What This Means for You
- D7 retirees: Most carriers cap new-entry underwriting at 65 or 70. If you arrived after that age, you may be confined to either family-plan attachment as a dependent on a younger spouse's policy, or to ADSE if your route includes a Portuguese pensioner status with public-sector linkage. Plan the application for the year you turn 64 if you are close to the cap.
- D8 remote workers and IFICI/RNH-successor entrants: Allianz Care international policies are the standard route for employees with mobile careers and international medical preferences. If your employer is a Portuguese entity, the corporate-group Médis/Multicare route is cheaper at the employee level and gives the conversão-para-individual continuity option on exit.
- Golden Visa holders not yet tax-resident: You can buy private health insurance as a non-resident — most carriers accept foreign-domiciled premium-payment — but pre-existing-condition underwriting is identical to the resident case. Plan the application before you have the year of medical events you might prefer not to disclose.
- Families with young children: Pre-existing-condition rules in higher-tier family plans are usually more forgiving than individual policies, and the family-rate discounting is meaningful. Multicare and Médis dominate the Lisbon paediatric-network density.

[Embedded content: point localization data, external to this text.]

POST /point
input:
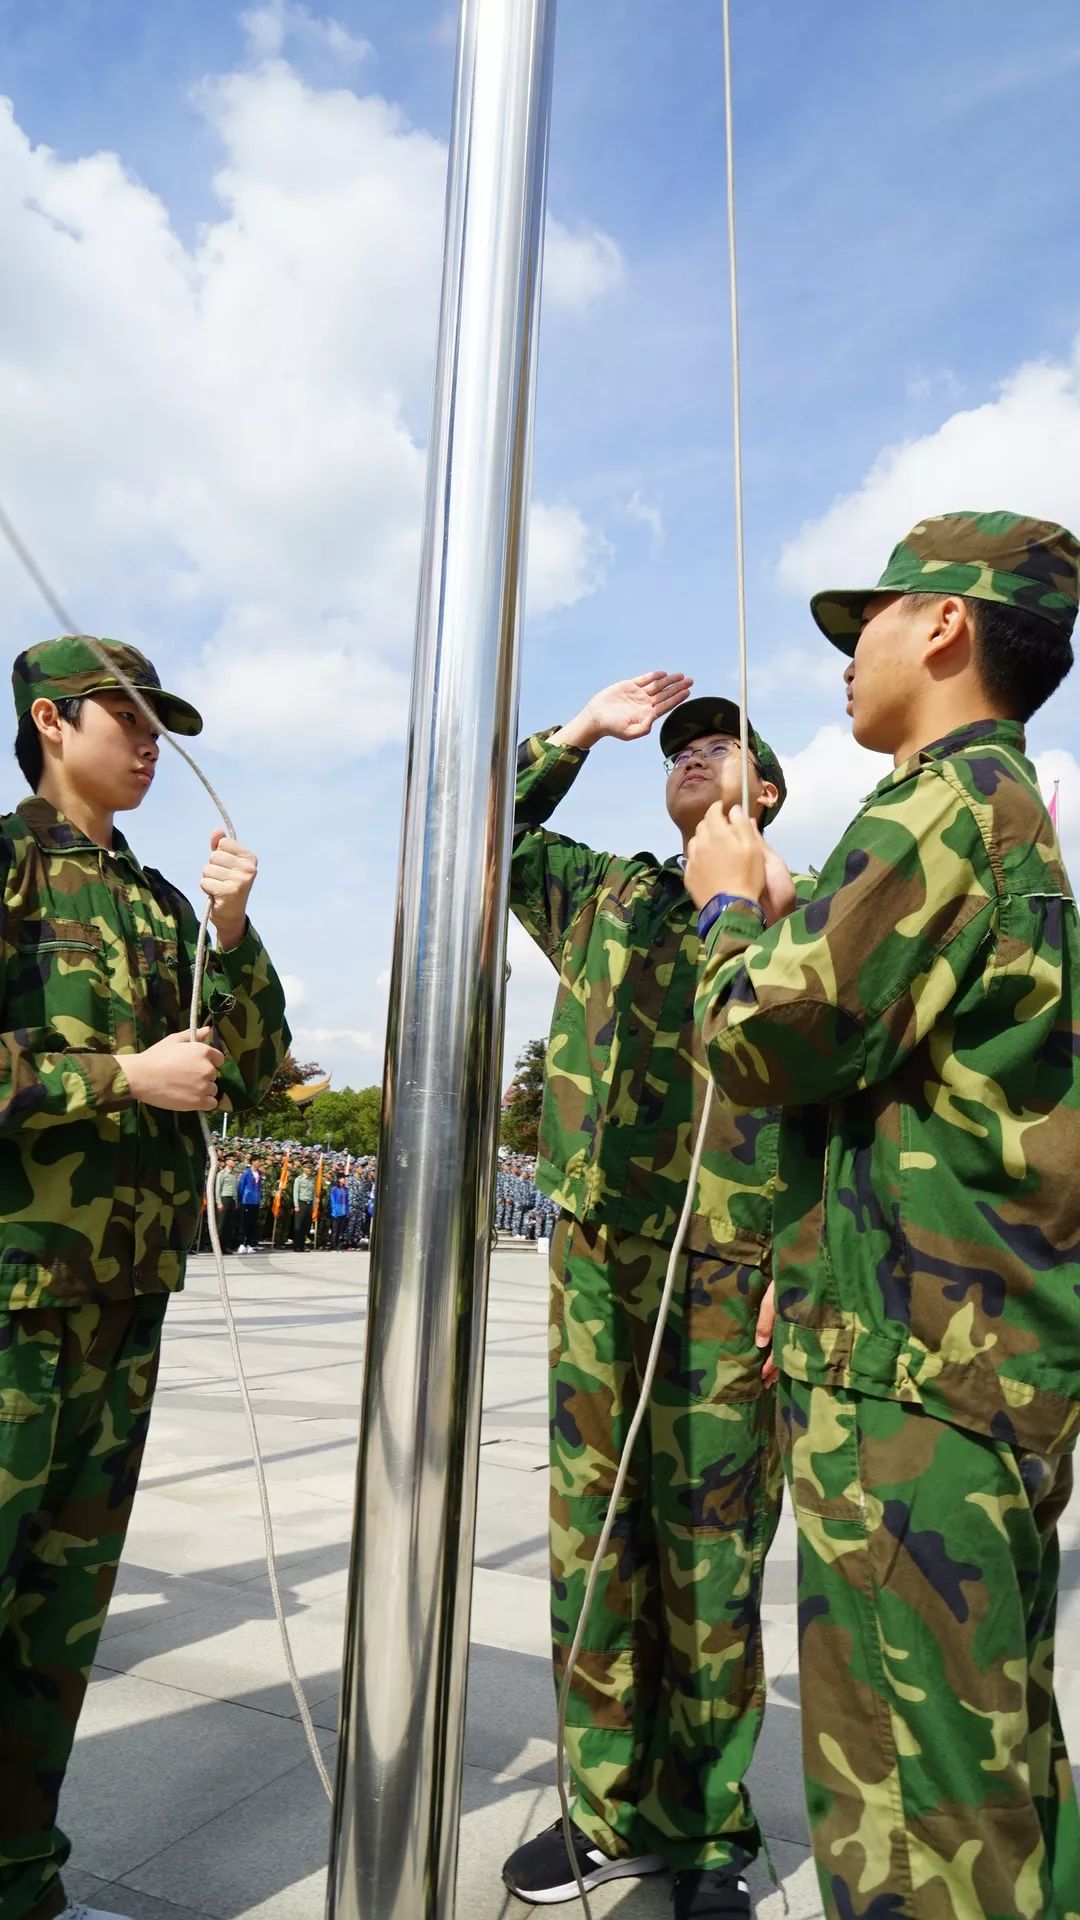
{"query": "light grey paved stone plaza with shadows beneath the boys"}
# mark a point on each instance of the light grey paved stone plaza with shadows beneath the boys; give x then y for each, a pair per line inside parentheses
(191, 1790)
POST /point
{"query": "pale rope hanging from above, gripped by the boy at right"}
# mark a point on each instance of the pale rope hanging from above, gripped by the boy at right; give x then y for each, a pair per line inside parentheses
(675, 1257)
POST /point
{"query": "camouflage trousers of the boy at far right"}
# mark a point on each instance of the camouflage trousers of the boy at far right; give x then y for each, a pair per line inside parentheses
(939, 1785)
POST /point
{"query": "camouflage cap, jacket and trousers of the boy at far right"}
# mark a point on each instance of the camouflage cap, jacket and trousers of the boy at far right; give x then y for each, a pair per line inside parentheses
(918, 1024)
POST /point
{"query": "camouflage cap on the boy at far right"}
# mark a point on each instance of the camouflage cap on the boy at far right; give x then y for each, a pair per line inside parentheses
(983, 556)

- If you are already on the SNS only: Add private cover specifically for the elective-specialist and elective-imaging slots the SNS queues for — orthopaedics, dermatology, gastroenterology, MRI/TAC scheduling. Entry-tier Médis or Multicare typically clears the gap at €30–€60/month for an under-50 resident.

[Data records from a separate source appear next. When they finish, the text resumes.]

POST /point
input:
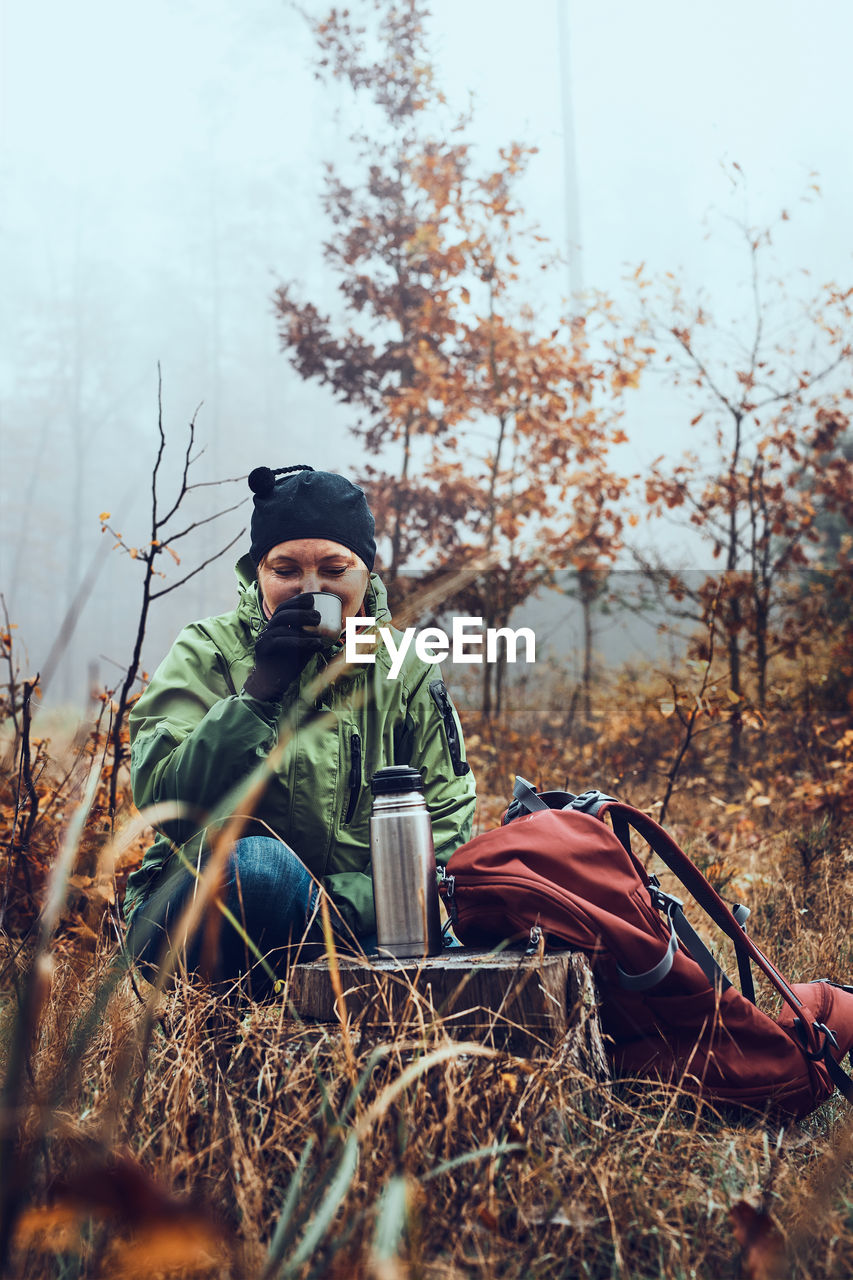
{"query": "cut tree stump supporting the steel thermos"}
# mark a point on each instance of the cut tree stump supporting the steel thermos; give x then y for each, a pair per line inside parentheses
(530, 1004)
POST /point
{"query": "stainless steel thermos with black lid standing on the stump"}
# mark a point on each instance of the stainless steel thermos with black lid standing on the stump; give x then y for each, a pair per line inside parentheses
(404, 865)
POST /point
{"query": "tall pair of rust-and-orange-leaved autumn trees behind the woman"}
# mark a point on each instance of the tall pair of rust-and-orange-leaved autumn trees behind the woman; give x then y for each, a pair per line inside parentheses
(487, 431)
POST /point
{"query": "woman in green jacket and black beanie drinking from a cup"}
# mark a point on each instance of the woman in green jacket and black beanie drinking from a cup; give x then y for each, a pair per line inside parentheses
(213, 711)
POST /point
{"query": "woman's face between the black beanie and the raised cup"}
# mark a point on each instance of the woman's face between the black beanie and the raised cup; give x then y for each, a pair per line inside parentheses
(313, 565)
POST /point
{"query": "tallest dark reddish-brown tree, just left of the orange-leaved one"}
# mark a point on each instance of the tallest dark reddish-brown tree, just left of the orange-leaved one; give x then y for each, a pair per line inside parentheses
(399, 281)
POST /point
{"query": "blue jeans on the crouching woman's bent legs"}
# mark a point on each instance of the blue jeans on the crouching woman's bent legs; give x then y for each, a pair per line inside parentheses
(270, 893)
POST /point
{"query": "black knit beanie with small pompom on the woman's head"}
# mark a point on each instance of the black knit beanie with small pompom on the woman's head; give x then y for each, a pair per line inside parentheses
(307, 504)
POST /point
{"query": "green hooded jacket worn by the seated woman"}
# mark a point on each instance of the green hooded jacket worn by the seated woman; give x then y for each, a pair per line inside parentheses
(195, 735)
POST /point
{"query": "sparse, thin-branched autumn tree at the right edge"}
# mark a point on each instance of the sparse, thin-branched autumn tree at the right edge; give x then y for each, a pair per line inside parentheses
(769, 401)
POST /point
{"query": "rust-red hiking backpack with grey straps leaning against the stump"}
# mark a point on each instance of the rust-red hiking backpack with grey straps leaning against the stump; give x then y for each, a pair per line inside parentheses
(668, 1009)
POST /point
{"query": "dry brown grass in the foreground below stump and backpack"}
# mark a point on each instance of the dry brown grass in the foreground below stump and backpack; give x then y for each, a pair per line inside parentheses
(245, 1144)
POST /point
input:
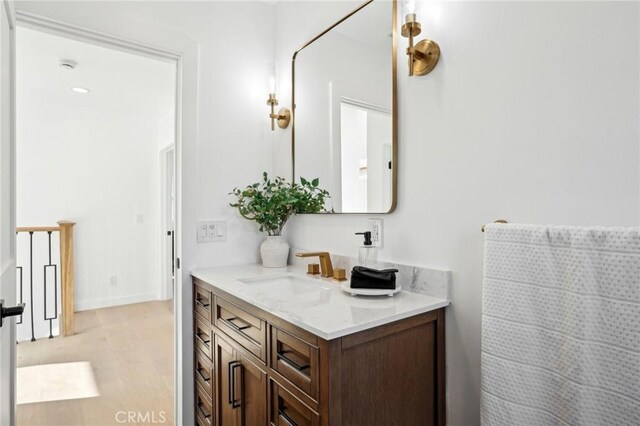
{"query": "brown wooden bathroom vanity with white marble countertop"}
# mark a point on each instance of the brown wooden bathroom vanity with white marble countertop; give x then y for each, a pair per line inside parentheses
(277, 347)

- If you have a chronic condition: Disclose it on the proposal — non-disclosure forfeits the policy. Then negotiate the underwriting envelope (carência reforçada vs premium loading vs exclusion). For chronic-disease management, the SNS specialist channel often delivers superior protocol-quality than private; the private policy adds faster-access and elective-care depth.
- If your employer offers a group policy: Take it. Even if you have an existing individual policy, the group continuity feature on exit is worth more than the duplication overhead. On leaving, exercise the conversão-para-individual within the 30–60-day window to preserve the carência clock.
- Read the renewal letter: Year-on-year premium increases are usual; an unusual jump signals either a portfolio repricing or an underwriting decision triggered by your claims history. The 30-day non-renewal window at anniversary is your annual leverage point.
Portuguese private health insurance is one of the better-priced, better-regulated layers in the European individual market — it operates as a tactical supplement to a high-quality public service rather than a substitute, and the practical work for a foreign resident is in matching the underwriting envelope to the medical-history profile and lining up the rede-convencionada network around the day-to-day clinicians and facilities you would actually use.